Neurotransmitters are chemicals located and released in the brain to allow an impulse from one nerve cell to pass to another nerve cell.
There are approximately 50 neurotransmitters identified. There are billions of nerve cells located in the brain, which do not directly touch each other. Nerve cells communicate messages by secreting neurotransmitters. Neurotransmitters can excite or inhibit neurons (nerve cells). Some common neurotransmitters are acetylcholine, norepinephrine, dopamine, serotonin and gamma aminobutyric acid (GABA). Acetylcholine and norepinephrine are excitatory neurotransmitters while dopamine, serotonin, and GABA are inhibitory. Each neurotransmitter can directly or indirectly influence neurons in a specific portion of the brain, thereby affecting behavior.

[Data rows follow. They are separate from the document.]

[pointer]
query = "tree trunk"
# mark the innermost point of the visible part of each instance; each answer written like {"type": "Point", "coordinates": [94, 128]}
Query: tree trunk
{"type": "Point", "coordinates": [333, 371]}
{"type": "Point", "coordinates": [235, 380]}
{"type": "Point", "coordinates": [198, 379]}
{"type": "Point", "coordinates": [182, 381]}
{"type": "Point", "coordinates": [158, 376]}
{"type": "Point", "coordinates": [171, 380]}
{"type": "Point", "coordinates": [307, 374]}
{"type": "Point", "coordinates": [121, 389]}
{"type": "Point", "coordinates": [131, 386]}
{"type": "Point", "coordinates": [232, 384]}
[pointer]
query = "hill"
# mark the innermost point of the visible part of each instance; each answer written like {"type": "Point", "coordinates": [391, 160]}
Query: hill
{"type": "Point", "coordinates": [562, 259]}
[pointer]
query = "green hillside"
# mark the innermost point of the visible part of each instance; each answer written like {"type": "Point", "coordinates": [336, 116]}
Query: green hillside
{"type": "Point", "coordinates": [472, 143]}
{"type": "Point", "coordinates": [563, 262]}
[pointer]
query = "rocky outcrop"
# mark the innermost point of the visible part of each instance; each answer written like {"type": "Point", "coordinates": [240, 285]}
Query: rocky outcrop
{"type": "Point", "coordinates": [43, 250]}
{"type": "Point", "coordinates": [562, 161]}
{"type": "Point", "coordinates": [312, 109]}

Mechanism of impulse transmission
A nerve impulse travels through a nerve in a long, slender cellular structure called an axon, and it eventually reaches a structure called the presynaptic membrane, which contains neurotransmitters to be released in a free space called the synaptic cleft. Freely flowing neurotransmitter molecules are picked up by receptors (structures that appear on cellular surfaces that pick up molecules that fit into them like a "lock and key") located
Once the neurotransmitter is released from the neurotransmitter vesicles of the presynaptic membrane, the normal movement of molecules should be directed to receptor sites located on the postsynaptic membrane. However, in certain disease states, the flow of the neurotransmitter is defective. For example, in depression, the flow of the inhibitory neurotransmitter serotonin is defective, and molecules flow back to their originating site (the presynaptic membrane) instead of to receptors on the postsynaptic membrane that will transmit the impulse to a nearby neuron.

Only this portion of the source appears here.